The bioactive sphingolipid ceramide impacts diverse cellular processes (e.g. apoptosis and cell proliferation) through its effects on membrane dynamics and intracellular signaling pathways. The dysregulation of ceramide metabolism has been implicated in cancer evasion of apoptosis and targeting ceramide metabolism has potential therapeutic benefits as a strategy to kill cancer cells and slow tumor growth. However, the mechanisms of cancer cell resistance to ceramide-mediated cell death are vastly intertwined and incompletely understood. To shed light on this mystery, we performed a genome-wide CRISPR-Cas9 screen to systematically identify regulators of cancer resistance to the soluble short chain ceramide, C6 ceramide (C6-Cer). Our results reveal a complex landscape of genetic modifiers of C6-Cer toxicity, including genes associated with ceramide and sphingolipid metabolism, vesicular trafficking, and membrane biology.

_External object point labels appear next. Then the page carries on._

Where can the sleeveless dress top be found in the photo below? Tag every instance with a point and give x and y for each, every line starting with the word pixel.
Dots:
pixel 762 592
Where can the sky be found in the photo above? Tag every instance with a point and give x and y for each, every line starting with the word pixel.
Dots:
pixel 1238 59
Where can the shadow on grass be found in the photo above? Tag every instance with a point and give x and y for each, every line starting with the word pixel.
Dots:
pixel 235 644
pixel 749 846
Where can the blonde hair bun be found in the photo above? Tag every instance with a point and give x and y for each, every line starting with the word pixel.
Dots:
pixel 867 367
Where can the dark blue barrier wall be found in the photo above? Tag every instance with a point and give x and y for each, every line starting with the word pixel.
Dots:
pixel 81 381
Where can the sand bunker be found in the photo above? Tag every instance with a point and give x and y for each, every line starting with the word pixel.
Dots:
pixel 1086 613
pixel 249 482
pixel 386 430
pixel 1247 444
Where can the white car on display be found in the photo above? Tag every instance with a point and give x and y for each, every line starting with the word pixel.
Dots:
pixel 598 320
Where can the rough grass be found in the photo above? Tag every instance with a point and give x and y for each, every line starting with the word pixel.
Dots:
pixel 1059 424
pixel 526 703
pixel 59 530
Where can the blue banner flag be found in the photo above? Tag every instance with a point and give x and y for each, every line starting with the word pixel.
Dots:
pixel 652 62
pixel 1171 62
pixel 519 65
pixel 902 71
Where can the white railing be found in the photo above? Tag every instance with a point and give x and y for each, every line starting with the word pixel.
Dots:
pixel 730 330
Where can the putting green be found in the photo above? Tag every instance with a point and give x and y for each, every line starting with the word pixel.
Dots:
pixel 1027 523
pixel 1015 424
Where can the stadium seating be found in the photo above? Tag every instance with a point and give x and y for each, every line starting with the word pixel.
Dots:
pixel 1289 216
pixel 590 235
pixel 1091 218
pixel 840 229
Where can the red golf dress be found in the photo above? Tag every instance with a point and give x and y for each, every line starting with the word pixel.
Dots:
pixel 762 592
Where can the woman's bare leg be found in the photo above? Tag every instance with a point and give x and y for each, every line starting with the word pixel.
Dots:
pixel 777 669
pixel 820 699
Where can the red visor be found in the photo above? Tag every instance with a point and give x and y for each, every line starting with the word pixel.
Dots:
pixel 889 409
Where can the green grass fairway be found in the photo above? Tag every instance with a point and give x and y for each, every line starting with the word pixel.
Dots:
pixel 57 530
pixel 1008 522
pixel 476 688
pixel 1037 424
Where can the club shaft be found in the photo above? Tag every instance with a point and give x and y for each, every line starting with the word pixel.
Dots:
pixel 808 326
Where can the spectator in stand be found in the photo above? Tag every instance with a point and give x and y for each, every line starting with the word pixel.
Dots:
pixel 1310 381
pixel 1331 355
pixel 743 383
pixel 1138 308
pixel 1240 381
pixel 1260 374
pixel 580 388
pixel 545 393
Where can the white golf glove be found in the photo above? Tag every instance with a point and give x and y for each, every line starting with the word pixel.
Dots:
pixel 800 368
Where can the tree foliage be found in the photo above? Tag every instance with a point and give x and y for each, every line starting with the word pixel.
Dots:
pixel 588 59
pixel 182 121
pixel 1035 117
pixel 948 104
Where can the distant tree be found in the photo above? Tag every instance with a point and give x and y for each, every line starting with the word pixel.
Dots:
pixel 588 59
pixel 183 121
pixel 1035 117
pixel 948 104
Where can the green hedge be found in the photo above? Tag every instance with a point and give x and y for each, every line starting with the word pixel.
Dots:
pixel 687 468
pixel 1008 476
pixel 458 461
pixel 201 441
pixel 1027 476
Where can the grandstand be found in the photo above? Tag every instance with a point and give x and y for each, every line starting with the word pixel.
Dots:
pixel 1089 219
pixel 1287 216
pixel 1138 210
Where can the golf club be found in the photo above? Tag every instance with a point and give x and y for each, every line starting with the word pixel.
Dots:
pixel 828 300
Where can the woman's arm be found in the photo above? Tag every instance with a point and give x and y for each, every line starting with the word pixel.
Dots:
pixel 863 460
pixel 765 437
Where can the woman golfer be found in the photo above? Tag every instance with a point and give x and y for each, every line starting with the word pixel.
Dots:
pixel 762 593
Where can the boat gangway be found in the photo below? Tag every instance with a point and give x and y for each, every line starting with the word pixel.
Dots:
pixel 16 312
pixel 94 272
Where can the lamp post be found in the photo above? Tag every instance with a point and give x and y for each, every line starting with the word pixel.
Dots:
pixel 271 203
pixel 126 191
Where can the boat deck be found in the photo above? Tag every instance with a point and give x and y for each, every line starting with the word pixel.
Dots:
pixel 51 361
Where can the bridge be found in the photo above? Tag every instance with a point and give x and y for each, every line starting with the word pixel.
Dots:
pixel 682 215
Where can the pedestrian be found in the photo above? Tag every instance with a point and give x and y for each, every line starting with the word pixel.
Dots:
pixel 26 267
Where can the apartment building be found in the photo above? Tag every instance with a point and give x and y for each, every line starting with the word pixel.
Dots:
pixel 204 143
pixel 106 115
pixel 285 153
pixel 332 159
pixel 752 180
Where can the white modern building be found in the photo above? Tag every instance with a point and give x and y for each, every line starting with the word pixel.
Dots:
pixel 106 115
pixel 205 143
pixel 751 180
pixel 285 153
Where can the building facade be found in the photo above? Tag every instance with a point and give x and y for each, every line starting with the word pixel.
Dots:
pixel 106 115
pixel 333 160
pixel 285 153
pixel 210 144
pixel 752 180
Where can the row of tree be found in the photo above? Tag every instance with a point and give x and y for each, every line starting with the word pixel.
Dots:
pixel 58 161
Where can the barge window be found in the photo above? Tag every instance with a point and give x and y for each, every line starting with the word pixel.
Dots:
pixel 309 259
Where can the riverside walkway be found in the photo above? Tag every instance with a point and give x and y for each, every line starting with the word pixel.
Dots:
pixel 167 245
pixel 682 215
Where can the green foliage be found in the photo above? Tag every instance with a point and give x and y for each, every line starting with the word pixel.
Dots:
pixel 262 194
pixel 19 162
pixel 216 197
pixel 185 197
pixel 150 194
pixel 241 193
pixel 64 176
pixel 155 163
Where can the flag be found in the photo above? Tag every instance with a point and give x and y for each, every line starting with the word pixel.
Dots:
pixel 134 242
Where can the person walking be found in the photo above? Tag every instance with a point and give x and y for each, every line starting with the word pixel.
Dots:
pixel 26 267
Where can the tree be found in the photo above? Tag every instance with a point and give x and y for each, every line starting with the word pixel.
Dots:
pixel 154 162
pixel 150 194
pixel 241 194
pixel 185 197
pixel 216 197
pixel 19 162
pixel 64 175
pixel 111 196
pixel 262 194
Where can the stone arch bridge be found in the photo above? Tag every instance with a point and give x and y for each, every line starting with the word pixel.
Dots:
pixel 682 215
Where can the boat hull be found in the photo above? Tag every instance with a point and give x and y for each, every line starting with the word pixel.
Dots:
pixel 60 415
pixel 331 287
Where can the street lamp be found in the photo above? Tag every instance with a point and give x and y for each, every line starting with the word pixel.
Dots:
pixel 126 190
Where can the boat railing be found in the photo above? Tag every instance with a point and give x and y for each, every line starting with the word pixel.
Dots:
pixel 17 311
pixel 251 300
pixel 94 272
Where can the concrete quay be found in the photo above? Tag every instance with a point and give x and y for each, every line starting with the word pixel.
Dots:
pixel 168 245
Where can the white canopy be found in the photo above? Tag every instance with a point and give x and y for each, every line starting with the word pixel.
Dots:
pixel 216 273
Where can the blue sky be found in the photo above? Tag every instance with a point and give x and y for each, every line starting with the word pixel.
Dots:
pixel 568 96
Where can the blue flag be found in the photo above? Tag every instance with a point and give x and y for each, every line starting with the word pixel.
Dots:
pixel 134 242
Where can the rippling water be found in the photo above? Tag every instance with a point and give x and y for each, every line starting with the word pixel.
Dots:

Furthermore, we find that loss of the phospholipid flippase subunit TMEM30A impairs the plasma membrane trafficking of its binding partner, the P4-type ATPase ATP11B, and depletion of TMEM30A or ATP11B disrupts plasma membrane asymmetry and promotes resistance to C6-Cer toxicity. Together, our findings provide a resource of genetic modifiers of C6-Cer toxicity and reveal an unexpected role of plasma membrane asymmetry in C6-Cer induced cell death.